Selon le révérend Desmond Tutu, « La réconciliation doit combiner vérité et pardon ». C’est d’autant plus vrai que l’homme, à l’élection de Nelson Mandela en 1994, a été désigné par celui-ci, à la tête de la fameuse Commission Vérité et Réconciliation. Un an plus tard, la réconciliation était devenue une réalité pour le peuple sud-africain, notamment lorsque Desmond Tutu avait clamé le besoin de pardon, essentiel à la réconciliation. Politiquement, sa demande fut entendue et acceptée. Ce qui a facilité la suite. Il est vrai que sa personnalité, son passé de combattant de la liberté, de la justice sociale et de l’égalité et sa promptitude à dire la vérité sans concession, ont été déterminants dans l’apaisement des cœurs et des esprits. Cette demande de Tutu n’a pas empêché la tenue des procès contre les auteurs des entorses à la loi et autres abus perpétrés contre les uns et les autres.

Au Mali, nous avons plus que besoin de paix pour amorcer, enfin, l’amorce d’un vrai développement, culturel, social et économique. Il est vrai que nous avons un lourd passif de plusieurs années qu’il faut éponger par la politique du pardon. Obliger les djihadistes à s’inscrire dans le seul projet qui vaille pour le pays : la République. Beaucoup penseraient que je suis atteint de démence en prônant une telle démarche, mais peut-on faire autrement ? L’histoire de l’humanité est émaillée d’exemples où des Etats plus forts militairement et économiquement, ont échoué à vouloir évincer par la seule force militaire les chevaliers de la foi et du chauvinisme religieux ou idéologique. Les Russes et les USA ont platement échoué en Afghanistan, malgré leur statut incontesté de puissances militaires. Pourquoi donc ? Parce que l’Afghanistan a inventé un autre mode de guerre qui va bien au-delà du contexte militaire. Parce que, là-bas, le concept de guerre a été sorti de son cadre traditionnel et habituel, pour devenir multidimensionnel et multiforme. Cela n’a certes pas anéanti la force de frappe des armées soviétique et américaine, mais leur efficacité a été fortement réduite.

 Parce que, aussi, l’adversaire afghan n’était pas une force compacte repérable en un endroit précis. Sa grande mobilité, couplée avec sa maîtrise parfaite du terrain, n’était pas de nature à faciliter la tâche aux ogres venus, chacun à son tour, pour broyer l’ennemi et lui imposer sa loi. Certes, le Mali n’est pas l’Afghanistan, mais la même guerre asymétrique qui a permis aux Talibans de résister des décennies durant, permet aux initiateurs du terrorisme de survivre militairement au Mali. Peut-être l’armée malienne pourra-t-elle, un jour, venir à bout de ces groupes difficilement contrôlables et mesurables, pour la simple raison qu’ils sont, à l’instar des Talibans, sur des terrains qu’ils maîtrisent plus que tout autre combattant, qu’ils sont aussi adeptes de l’extrême mobilité qui les fait sévir à l’Est pour aller se planquer à l’Ouest en quelques heures. Aurons-nous, jamais, assez de soldats et de moyens pour empêcher cette mobilité ?

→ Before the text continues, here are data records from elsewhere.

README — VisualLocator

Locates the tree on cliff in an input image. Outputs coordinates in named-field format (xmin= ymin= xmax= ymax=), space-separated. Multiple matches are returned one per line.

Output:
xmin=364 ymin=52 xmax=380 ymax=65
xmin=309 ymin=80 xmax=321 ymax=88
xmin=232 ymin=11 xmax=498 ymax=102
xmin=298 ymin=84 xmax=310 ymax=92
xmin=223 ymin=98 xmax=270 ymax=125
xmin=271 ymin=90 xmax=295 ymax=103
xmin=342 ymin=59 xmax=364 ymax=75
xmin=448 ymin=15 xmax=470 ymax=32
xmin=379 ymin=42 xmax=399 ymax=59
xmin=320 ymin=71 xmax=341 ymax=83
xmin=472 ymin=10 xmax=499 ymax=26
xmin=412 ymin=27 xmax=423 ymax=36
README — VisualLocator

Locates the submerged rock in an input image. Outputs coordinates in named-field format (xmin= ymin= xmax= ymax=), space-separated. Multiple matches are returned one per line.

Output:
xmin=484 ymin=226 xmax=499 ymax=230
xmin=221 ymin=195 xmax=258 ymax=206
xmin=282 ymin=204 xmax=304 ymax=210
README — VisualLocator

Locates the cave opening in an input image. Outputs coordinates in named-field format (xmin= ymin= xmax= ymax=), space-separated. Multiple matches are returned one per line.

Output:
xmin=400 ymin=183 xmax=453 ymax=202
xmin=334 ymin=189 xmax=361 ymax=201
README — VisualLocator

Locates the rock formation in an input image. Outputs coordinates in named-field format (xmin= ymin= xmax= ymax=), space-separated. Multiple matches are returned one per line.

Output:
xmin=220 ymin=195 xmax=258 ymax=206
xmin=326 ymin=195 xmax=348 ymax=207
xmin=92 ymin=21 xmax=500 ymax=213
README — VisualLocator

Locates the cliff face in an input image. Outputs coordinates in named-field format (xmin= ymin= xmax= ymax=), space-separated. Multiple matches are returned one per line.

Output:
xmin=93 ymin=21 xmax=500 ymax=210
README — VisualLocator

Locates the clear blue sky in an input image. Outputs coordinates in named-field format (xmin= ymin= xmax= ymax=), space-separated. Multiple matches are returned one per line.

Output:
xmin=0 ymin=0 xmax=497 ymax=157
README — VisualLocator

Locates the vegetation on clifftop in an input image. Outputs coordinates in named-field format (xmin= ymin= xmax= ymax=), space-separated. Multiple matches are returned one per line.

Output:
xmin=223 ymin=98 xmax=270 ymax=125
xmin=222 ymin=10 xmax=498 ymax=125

Quant aux mouvements armés du Nord, avons-nous vraiment d’autres choix que d’en intégrer les composants dans toutes les couches de notre société ? Tous ces gens, terroristes comme acteurs des mouvements armés, organisations d’autodéfense à caractère essentiellement ethnique, tous ont besoin d’un pays apaisé où chacun pourrait vivre, travailler et circuler en toute sérénité. La réconciliation est donc de mise voire incontournable. Le tout est de savoir sur quelles bases va-t-on l’entreprendre. Faut-il, comme en Afrique du Sud et au Rwanda, lancer une vaste campagne de confrontation entre les victimes et les bourreaux, tout en laissant la Justice faire et continuer son œuvre ? Dans tous les cas, il ne sera pas de bon aloi d’imposer la paix au détriment de la Justice. Les dégâts doivent être réparés, et cela n’est possible que dans un cadre normé et arrimé à une Justice forte, juste et indépendante. La réconciliation oui, mais en aucun cas le laxisme judiciaire qui permettrait, comme par le passé, le retour du démon de la rébellion et du diable djihadiste.